StFX Profs And Coach Analysing Data For Runners
February 22nd, 2013
Running is a growth sport in North America, with more people than ever competing in organized races and fun runs. Many amateur athletes are serious enough about training to buy a GPS-heart rate monitor device that logs their heart rate and running route. While this training data seems useful, the information rarely tells the runner much about actual training improvement.
But now two StFX professors, Dr. Dave Risk in earth sciences, and Dr. Dan Kane in human kinetics, and Bernie Chisholm, coach of StFX’s cross-country teams, have received $20,000 in funding from Springboard Atlantic for a one-year research grant to begin a proof-of-concept project that will demonstrate algorithms can be embedded in existing hardware, like GPS heart rate monitors, and used to help runners train more effectively.
Third-year student Elizabeth O’Connell is participating in the Springboard project as a StFX runner and a student researcher.
Runners who are serious about improving commonly use controlled benchmark performance tests, which are often inaccessible for everyday athletes, they say.

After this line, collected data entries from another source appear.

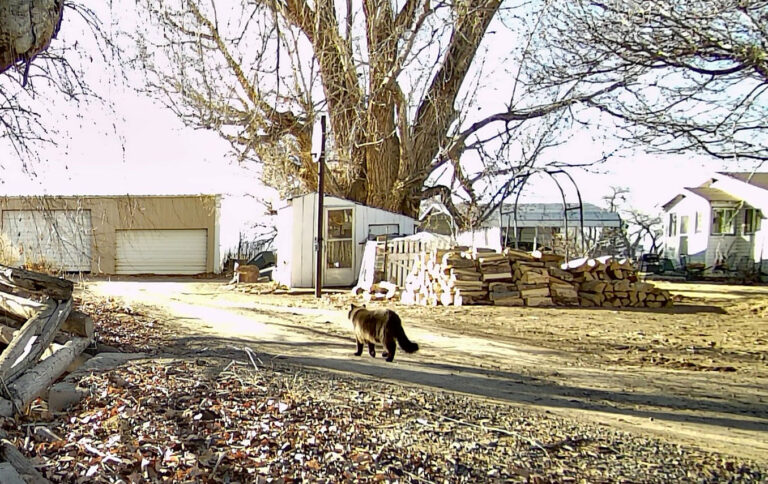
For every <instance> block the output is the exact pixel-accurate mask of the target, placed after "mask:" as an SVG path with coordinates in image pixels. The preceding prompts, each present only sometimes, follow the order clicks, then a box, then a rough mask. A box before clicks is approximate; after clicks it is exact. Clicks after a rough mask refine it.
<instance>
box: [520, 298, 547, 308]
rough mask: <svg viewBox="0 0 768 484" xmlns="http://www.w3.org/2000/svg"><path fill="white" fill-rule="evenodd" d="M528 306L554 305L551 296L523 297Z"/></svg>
mask: <svg viewBox="0 0 768 484" xmlns="http://www.w3.org/2000/svg"><path fill="white" fill-rule="evenodd" d="M523 300H524V301H525V305H526V306H532V307H535V306H553V305H554V303H553V302H552V298H551V297H526V298H523Z"/></svg>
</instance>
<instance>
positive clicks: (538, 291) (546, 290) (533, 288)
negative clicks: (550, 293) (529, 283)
mask: <svg viewBox="0 0 768 484" xmlns="http://www.w3.org/2000/svg"><path fill="white" fill-rule="evenodd" d="M549 294H550V293H549V286H546V287H540V288H531V289H524V288H522V287H520V295H521V296H522V297H523V299H526V300H527V299H531V298H538V297H546V298H549Z"/></svg>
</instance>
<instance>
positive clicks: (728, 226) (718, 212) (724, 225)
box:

“Athletic performance data can potentially be mined from training data that is logged with a typical GPS heart rate monitor watch, but there are surprisingly few examples of algorithms to extract this data,” says Dr. Risk.
Dr. Risk brings computational expertise in the modeling of microbial metabolism to the project, while Dr. Kane contributes in the area of human physiology and performance. Using performance data from some members of Mr. Chisholm’s running team, who will log their runs, upload exercise files, and take occasional performance tests, the project will allow the researchers to compile data that will be compared with that generated from standardized performance tests.
The project team will then use this information and create algorithms that could be embedded directly in GPS-heart rate devices, or in computer programs used by runners.
A second untrained group will also participate, as there may also be applications for similar monitoring techniques within the health sector.